Probing Gigahertz Coherent Acoustic Phonons in TiO$_{2}$ Mesoporous Thin Films

TL;DR

This paper demonstrates ultrahigh-frequency acoustic resonators using inexpensive mesoporous TiO2 thin films, achieving resonances up to 90 GHz, and explores their potential for reconfigurable optoacoustic sensors.

Contribution

It introduces mesoporous TiO2-based acoustic resonators with high-frequency operation and validates their performance through experiments and simulations, enabling cost-effective sensor development.

Findings

Resonances up to 90 GHz achieved

Good agreement between simulations and experiments

Potential for reconfigurable optoacoustic sensors

Abstract

Ultrahigh-frequency acoustic-phonon resonators usually require atomically flat interfaces to avoid phonon scattering and dephasing, leading to expensive fabrication processes, such as molecular beam epitaxy.

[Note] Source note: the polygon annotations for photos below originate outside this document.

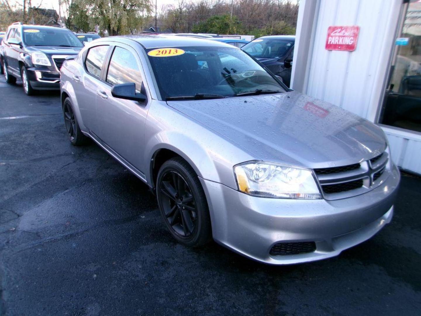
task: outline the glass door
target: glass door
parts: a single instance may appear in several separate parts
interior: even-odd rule
[[[421,132],[421,0],[407,2],[379,123]]]

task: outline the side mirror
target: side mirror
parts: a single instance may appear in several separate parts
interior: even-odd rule
[[[285,60],[284,61],[284,67],[288,69],[291,68],[292,67],[292,60],[291,59],[288,59],[287,60]]]
[[[134,82],[116,85],[111,89],[111,95],[115,98],[138,102],[146,100],[146,96],[144,94],[136,93],[136,85]]]
[[[9,40],[8,40],[7,42],[12,45],[19,45],[19,47],[21,48],[22,47],[22,42],[19,40],[18,40],[16,38],[11,38]]]

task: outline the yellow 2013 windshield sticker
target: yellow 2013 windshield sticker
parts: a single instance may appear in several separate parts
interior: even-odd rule
[[[168,48],[154,49],[148,53],[148,55],[153,57],[171,57],[182,55],[185,52],[180,48]]]

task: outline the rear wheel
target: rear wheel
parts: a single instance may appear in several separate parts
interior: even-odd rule
[[[88,137],[83,135],[80,130],[69,98],[66,98],[64,100],[63,105],[63,112],[67,136],[72,144],[74,146],[85,145],[88,142]]]
[[[177,157],[164,163],[158,174],[156,193],[161,214],[175,238],[190,247],[202,246],[210,240],[205,193],[186,161]]]
[[[16,78],[10,75],[8,71],[5,60],[3,62],[3,71],[4,72],[4,78],[6,80],[6,82],[12,84],[16,83]]]
[[[24,91],[27,95],[33,95],[35,93],[35,90],[32,88],[31,86],[31,82],[28,78],[28,72],[25,66],[22,66],[21,68],[21,77],[22,78],[22,84],[24,87]]]

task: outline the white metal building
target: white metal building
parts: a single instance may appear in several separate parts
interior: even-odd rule
[[[327,49],[332,26],[359,27],[354,50]],[[421,0],[301,0],[293,64],[292,88],[380,124],[421,174]]]

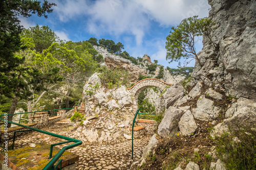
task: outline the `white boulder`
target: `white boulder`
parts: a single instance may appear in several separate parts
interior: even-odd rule
[[[165,111],[164,117],[158,126],[158,134],[163,137],[173,136],[178,132],[178,123],[183,112],[174,107],[170,107]]]
[[[201,95],[197,103],[197,108],[192,109],[195,118],[204,121],[210,121],[218,117],[220,109],[215,106],[214,101]]]
[[[197,128],[193,115],[190,110],[187,110],[180,118],[179,129],[183,135],[190,136]]]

In contrast, mesoporous thin films are based on inexpensive wet chemical fabrication techniques. Here, we report mesoporous titanium dioxide-based acoustic resonators with resonances up to 90 GHz, and quality factors from 3 to 7. Numerical simulations show a good agreement with the picosecond ultrasonics experiments. We also numerically study the effect of changes in the speed of sound on the performance of the resonator. This change could be induced by liquid infiltration into the mesopores. Our findings constitute the first step towards the engineering of building blocks based on mesoporous thin films for reconfigurable optoacoustic sensors.